UPDATE: June 17, 2019: Francesca's Chairman Richard Kunes will step down from the board effective Jan. 31, 2020, according to a company filing Thursday with the Securities and Exchange Commission. He's scaling back his board assignments and his "resignation is not due to any disagreement with the Company on any matter relating to the Company's operations, policies or practices," according to the document. After reporting a sales slide and store closure plans, the company, which is in danger of being delisted, was trading at 44 cents per share at the time of publishing.
Struggling apparel-boutique retailer Francesca's plans to shutter at least 30 stores in coming months, Chief Financial Officer Kelly Dilts told analysts on Thursday morning.

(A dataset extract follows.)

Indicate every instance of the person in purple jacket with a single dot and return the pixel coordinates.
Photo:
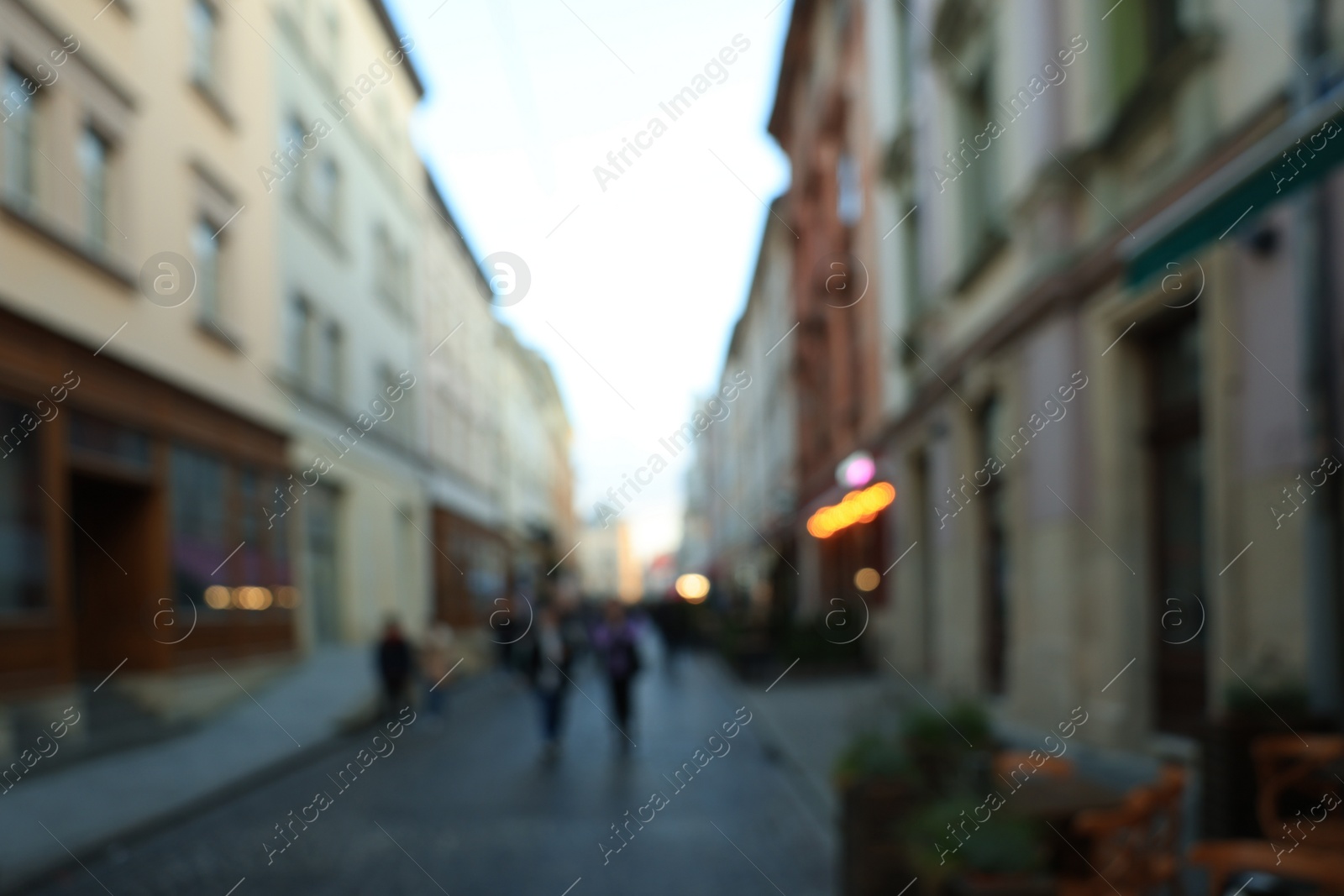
(616, 641)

The company closed eight during a first quarter that saw revenue and profits continue their downward slide, though it did open three and will open one this year that "has already been built out," according to Dilts. That brings its fleet at the beginning of the current quarter to 722 locations, found mostly in malls.
Net sales in the quarter fell 13% to $87.1 million as comps also dropped 13%, mostly thanks to declines in traffic and conversion rates, according to a company press release. Loss from operations widened to $9.7 million from $4.5 million in the prior-year quarter.
Interim CEO Michael Prendergast put a positive spin on things Thursday morning, saying that the company's results met its own expectations, and that changes to its merchandising have already begun to pay off.
"Based on the success of our newer product, we have decided to accelerate markdowns on slower selling legacy product with the goal of selling it through by the end of the second quarter," he said in a statement. "As the composition of our inventory continues to improve with a higher percentage of new product, we believe we can drive meaningful improvement in comparable sales in the second half of the year."
But the company's sale trajectory and financial picture are leading to what for many troubled retailers is an inevitable conclusion: that its footprint is simply too large.
It's been a theme in the first half of the year, as store closures already have surpassed the total for the entirety of 2018. The tally of store announcements in the U.S. has reached 7,215 for closures, dwarfing the 2,784 of openings, according to a May 31 report from Coresight Research emailed to Retail Dive. That not only overtakes 2018's count for the whole year, but also presents quite a different proportion: per Coresight, last year, 5,864 stores closed in the U.S. while 3,239 opened.
The trend is accomplishing what many observers have said is an overdue correction of an over-built retail sector. Malls appear to have grasped that, too, and are gravitating to a more mixed-use model as they seek new tenants. But in the meantime, individual retailers like Francesca's are likely to suffer sales losses as they shrink their fleets.